COMMUNITY SUMMARY REPORT
● To what extent do you think your conversation built a wider and deeper
understanding of the links and synergies between community resilience, livelihoods, income security and the low-carbon transition? Please explain your response. ○ 1 – Not at all
○ 5 – Very much so
It is rare that people take the time to consider all of these links, so this conversation was valuable in creating a space for that.
● To what extent did participants demonstrate increased awareness of climate change and their own capacity for climate action? Please explain your response.
○ 1 – Not at all
○ 5 – Very much so
Participants in this conversation were already quite involved in their communities and in climate action. It was a great opportunity to share their current endeavors and ideas.
● To what extent were new relationships between community partners and conversation participants created and fostered? Please explain your response. ○ 1 – Not at all
○ 5 – Very much so
This was a great opportunity for the National Farmers Union to deeply connect with farmer members. It was great to hear new ideas and about all of the incredible work being done in their communities.
● To what extent did your conversation create opportunities to foster ongoing discussion of solutions related to climate change, income insecurity and community resilience? Please explain your response.
○ 1 – Not at all
○ 5 – Very much so
The National Farmers Union is committed to climate action and this conversation provided an opportunity to share that with members.
● In your opinion, what does the community need to do next in order to build or maintain resilience in the face of climate change and rising income insecurity?
○ Continue to build grassroots’ movements and find support within the community.
○ Increase collaboration between farmers and eaters. Farmers cannot fix the food system alone.
○ Remain engaged in conversations that direct policy.
○ Educate the community about growing practices, local food movements, and food sovereignty.

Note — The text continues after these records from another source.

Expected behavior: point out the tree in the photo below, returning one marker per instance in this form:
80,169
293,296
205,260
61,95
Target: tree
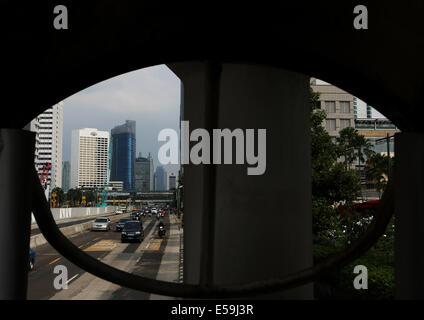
332,181
377,170
352,146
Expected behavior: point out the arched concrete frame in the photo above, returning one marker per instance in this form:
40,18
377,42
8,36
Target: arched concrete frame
381,65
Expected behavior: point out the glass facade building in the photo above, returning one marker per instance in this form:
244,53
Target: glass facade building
123,154
160,179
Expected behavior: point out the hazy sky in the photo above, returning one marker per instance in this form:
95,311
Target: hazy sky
150,96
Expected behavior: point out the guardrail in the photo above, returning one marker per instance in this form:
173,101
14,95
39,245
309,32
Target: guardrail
66,213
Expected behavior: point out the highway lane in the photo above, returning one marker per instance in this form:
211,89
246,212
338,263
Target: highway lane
97,244
36,230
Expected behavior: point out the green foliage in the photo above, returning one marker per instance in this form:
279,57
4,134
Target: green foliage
352,146
377,170
381,275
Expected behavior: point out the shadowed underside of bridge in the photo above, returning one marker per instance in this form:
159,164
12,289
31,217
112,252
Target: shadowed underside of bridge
382,66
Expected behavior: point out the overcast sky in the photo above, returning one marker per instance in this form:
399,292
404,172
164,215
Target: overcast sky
150,96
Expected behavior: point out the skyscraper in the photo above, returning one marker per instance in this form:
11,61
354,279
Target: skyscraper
123,154
66,175
48,127
89,158
144,173
338,104
172,181
161,184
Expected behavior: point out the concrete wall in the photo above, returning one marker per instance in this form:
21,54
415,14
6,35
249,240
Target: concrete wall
66,213
262,224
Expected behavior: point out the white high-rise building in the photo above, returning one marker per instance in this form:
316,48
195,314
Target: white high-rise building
89,158
48,127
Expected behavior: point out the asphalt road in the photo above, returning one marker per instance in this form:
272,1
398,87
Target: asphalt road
98,244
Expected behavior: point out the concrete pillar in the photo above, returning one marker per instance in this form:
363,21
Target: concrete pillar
409,210
262,223
16,165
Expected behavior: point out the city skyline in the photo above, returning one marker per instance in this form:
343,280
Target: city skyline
149,96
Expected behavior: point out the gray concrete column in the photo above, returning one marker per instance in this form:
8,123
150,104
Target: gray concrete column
409,210
262,223
16,165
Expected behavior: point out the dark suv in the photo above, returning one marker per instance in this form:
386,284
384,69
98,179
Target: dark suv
133,230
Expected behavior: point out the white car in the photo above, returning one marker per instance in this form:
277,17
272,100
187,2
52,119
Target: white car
101,224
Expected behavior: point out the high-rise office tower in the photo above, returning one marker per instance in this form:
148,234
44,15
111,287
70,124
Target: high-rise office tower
66,175
123,154
172,181
144,173
161,184
338,104
48,127
89,158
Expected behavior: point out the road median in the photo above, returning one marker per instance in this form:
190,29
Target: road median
38,239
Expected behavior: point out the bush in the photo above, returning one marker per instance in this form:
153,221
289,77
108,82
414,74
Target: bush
381,272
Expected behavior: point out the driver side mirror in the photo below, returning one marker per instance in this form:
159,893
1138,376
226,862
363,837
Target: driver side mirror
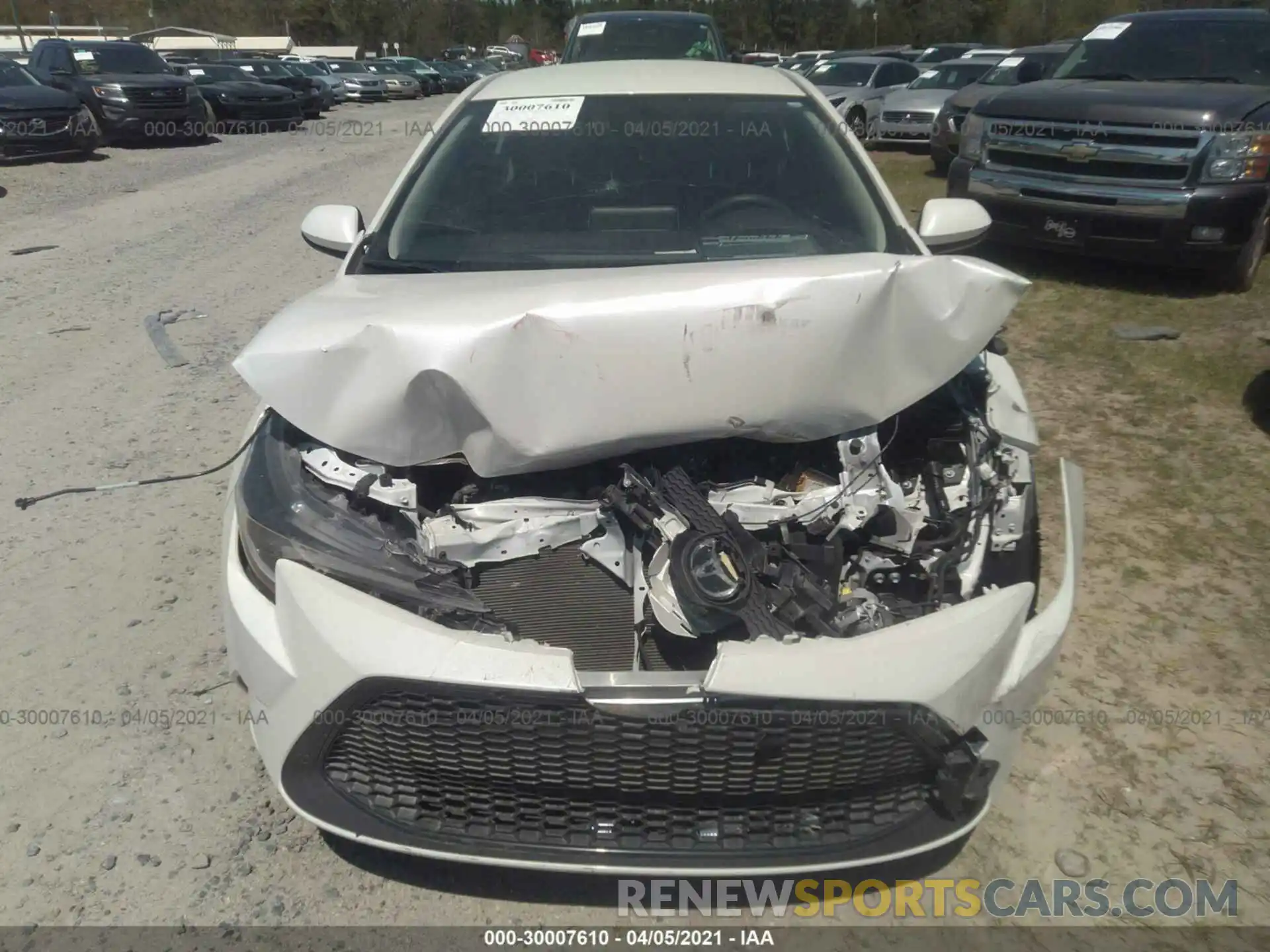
332,229
1029,71
952,225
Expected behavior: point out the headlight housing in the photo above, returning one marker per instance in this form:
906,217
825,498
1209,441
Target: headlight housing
1238,157
973,130
111,93
284,512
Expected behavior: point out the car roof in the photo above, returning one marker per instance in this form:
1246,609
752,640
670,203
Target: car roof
870,60
642,78
1047,48
643,15
1206,15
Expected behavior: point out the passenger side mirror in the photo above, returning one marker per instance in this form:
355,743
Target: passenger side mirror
951,225
1029,71
332,229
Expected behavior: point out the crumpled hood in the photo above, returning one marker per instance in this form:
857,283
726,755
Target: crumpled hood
539,370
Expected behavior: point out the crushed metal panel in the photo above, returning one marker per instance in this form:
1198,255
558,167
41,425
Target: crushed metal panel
539,370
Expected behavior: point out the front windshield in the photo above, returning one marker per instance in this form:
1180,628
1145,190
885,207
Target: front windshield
1181,48
263,67
952,75
212,73
615,184
13,75
842,74
1006,73
124,58
644,38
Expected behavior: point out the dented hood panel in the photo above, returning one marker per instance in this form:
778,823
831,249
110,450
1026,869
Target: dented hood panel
538,370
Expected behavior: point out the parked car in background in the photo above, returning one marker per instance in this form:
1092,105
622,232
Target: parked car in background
429,79
1151,141
1023,65
908,114
644,34
857,87
128,88
398,84
943,52
452,79
803,60
319,71
243,103
309,92
41,121
362,85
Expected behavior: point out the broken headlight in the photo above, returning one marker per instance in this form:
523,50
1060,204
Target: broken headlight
285,513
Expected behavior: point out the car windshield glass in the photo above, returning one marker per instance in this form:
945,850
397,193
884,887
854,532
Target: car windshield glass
215,73
1183,48
751,177
842,74
13,75
263,67
644,38
124,58
1006,74
952,75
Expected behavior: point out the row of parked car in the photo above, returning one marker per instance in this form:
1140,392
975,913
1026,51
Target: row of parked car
1146,140
73,95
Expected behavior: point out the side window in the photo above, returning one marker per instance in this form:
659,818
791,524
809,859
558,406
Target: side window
62,59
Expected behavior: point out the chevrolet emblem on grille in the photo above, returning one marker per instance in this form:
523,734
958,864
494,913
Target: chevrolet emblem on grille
1079,151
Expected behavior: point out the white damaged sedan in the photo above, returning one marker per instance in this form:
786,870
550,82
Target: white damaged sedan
643,496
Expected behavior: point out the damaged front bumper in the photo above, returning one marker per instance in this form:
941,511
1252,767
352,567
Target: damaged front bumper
385,728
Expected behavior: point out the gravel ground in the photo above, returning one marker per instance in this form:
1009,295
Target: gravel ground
150,808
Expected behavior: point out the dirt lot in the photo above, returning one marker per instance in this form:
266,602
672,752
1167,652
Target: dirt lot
111,601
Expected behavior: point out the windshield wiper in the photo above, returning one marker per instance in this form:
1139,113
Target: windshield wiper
1198,79
389,264
1109,77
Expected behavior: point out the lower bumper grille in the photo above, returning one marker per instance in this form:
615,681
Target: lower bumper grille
907,117
549,777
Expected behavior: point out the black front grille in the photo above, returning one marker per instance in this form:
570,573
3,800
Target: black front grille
564,600
476,771
1150,172
163,95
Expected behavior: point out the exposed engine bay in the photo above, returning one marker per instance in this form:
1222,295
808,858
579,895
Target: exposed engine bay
722,539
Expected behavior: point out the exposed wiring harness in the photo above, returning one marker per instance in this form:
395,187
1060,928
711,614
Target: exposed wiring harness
27,502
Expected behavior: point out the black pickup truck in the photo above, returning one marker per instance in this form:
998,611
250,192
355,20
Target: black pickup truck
127,87
1151,141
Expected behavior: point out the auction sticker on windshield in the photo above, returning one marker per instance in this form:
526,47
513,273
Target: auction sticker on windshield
1108,31
538,114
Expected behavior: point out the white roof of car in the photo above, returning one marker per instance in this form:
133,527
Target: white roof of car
640,77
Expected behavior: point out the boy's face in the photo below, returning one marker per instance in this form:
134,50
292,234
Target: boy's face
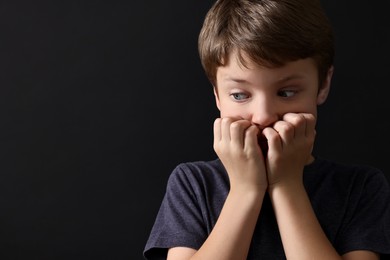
263,95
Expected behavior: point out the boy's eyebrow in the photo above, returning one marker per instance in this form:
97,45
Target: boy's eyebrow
290,77
279,81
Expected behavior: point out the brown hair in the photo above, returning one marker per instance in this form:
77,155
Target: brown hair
270,32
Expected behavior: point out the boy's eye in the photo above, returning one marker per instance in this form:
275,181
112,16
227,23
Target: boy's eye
239,96
286,93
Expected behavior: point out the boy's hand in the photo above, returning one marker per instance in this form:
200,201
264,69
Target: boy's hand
290,143
236,144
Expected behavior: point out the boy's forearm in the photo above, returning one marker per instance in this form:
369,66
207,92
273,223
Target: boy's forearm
232,234
301,233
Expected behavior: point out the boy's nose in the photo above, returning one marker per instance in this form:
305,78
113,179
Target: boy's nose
264,114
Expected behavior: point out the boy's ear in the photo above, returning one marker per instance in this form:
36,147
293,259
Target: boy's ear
325,88
216,97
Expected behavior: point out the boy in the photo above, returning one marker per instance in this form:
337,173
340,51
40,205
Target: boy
267,196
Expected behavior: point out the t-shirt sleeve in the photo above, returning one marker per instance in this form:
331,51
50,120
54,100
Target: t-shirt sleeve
179,222
367,219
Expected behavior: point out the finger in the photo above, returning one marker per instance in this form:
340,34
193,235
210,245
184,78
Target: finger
251,137
285,130
310,124
217,130
237,129
273,139
225,128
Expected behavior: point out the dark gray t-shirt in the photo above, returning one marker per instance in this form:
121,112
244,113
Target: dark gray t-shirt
351,203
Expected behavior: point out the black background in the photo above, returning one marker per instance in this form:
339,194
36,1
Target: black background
99,100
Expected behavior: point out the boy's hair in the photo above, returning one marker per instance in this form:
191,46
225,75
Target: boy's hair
270,32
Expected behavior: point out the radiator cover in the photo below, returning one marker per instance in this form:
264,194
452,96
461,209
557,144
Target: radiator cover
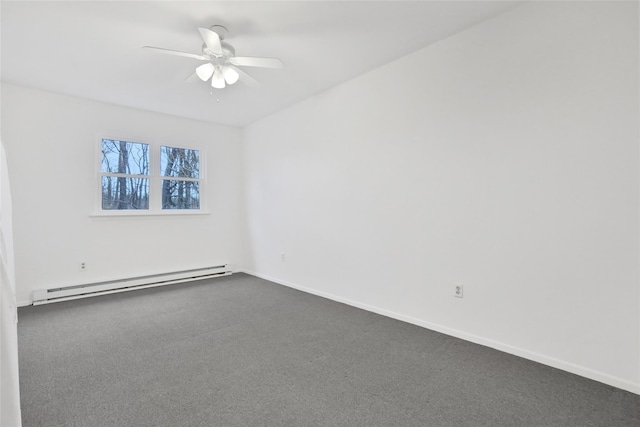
46,296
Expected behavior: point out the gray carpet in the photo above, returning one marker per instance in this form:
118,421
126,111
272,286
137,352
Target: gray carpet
241,351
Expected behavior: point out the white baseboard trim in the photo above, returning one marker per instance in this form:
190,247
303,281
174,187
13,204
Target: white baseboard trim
517,351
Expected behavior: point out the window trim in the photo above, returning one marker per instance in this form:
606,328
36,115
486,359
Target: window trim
155,180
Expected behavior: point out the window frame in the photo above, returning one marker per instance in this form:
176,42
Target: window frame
155,180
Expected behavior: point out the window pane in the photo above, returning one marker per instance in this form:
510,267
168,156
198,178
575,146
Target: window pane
179,162
180,194
125,157
122,193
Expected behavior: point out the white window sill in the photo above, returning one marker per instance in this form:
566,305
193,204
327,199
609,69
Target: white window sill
131,213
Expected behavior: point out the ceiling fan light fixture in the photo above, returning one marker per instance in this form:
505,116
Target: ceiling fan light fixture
230,75
205,71
217,81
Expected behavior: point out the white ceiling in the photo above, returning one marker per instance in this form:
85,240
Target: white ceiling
94,49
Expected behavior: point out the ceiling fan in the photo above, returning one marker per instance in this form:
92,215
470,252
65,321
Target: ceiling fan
221,63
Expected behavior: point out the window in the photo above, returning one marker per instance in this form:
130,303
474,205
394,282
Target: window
180,170
130,183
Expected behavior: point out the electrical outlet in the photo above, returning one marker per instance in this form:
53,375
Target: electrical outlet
458,293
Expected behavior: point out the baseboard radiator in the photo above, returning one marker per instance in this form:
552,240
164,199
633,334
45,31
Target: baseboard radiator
46,296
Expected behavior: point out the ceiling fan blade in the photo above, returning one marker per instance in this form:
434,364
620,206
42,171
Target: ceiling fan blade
248,61
176,53
212,40
244,77
217,80
192,78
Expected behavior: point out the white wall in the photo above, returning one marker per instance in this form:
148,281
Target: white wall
52,141
504,158
10,414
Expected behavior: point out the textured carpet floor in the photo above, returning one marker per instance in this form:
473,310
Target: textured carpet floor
241,351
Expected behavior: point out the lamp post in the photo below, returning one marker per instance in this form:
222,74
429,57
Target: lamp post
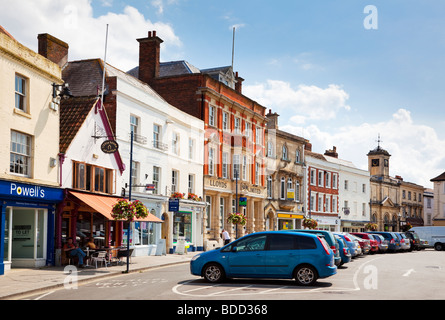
236,200
129,198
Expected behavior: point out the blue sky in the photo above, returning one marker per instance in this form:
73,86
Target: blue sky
332,80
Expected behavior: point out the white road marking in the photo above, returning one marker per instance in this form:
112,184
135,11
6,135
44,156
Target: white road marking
406,274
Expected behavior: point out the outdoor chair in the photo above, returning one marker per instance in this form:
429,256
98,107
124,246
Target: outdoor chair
101,256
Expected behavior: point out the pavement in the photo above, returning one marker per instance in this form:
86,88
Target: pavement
17,283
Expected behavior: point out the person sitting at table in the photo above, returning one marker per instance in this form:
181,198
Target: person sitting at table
73,251
90,244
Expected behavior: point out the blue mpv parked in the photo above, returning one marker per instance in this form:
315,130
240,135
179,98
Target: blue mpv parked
268,254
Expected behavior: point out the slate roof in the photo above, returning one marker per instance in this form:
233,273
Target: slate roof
84,77
440,177
168,69
73,113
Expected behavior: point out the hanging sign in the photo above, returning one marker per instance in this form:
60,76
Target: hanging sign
109,146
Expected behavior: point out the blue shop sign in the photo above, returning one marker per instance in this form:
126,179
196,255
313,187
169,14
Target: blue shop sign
22,191
173,205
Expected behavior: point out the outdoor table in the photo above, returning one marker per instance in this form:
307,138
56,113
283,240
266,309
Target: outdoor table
88,251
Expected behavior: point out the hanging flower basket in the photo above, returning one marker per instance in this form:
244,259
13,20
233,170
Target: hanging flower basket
177,195
371,226
141,209
127,210
310,223
237,218
192,196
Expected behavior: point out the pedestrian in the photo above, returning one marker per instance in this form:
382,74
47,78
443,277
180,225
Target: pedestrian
73,251
225,236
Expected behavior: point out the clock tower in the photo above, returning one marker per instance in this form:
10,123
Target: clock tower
378,161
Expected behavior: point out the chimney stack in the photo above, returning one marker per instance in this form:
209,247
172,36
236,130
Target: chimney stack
149,55
272,120
53,49
332,153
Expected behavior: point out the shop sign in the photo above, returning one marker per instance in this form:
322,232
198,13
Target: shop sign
30,192
173,205
109,146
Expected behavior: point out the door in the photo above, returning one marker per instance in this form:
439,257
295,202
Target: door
248,257
282,256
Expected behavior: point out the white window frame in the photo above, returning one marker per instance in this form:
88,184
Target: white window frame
21,148
212,116
211,163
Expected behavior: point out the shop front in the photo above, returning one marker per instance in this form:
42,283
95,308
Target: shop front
353,226
87,216
288,221
187,224
224,197
329,223
27,224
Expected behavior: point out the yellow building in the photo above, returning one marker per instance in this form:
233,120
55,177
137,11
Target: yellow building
285,176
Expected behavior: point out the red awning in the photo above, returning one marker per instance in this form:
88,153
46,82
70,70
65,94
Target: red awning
104,205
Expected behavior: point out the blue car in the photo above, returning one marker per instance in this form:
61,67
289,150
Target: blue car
329,237
268,254
345,254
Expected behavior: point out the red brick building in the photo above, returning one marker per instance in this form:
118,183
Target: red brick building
234,138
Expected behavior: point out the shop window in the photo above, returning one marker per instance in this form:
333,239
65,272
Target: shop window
182,226
92,178
20,155
21,93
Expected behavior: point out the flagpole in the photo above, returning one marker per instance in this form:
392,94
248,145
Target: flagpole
103,75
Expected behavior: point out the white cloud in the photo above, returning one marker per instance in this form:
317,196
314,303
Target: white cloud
417,153
305,102
73,22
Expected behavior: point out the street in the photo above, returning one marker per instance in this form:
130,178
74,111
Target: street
415,275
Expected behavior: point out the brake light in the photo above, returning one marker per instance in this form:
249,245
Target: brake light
325,247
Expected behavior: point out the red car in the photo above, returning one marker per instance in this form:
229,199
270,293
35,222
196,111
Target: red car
374,244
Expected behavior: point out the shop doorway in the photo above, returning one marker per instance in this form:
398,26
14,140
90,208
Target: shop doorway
25,237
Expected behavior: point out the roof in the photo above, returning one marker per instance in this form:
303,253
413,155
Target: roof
3,30
84,77
168,69
73,113
379,150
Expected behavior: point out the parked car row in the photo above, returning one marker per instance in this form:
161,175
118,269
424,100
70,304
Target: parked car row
303,255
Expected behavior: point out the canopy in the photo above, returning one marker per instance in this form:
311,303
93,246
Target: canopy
104,205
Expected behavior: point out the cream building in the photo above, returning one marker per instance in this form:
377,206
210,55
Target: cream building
29,139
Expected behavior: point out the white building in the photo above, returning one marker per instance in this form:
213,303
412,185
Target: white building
428,206
353,193
166,157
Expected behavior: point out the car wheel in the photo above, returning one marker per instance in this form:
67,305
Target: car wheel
305,275
213,273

○ Build capacity for regional collaboration including cooperative farming and distribution.
○ Strengthen connections with more conservative neighbours.
○ A diverse mix of stakeholders is needed to create solutions, so ensure that invites are extended.
4. Next steps
Clear next steps were not identified during this conversation, but feedback highlighted the value of spaces like these for sharing experiences and diving into a more solutions based conversation. Participants are interested to see where this research goes and if it will impact policy.
The National Farmers Union is sharing the Community Summary Report with our Climate Action Committee, as well as our policy and parliamentary strategy teams to determine next steps.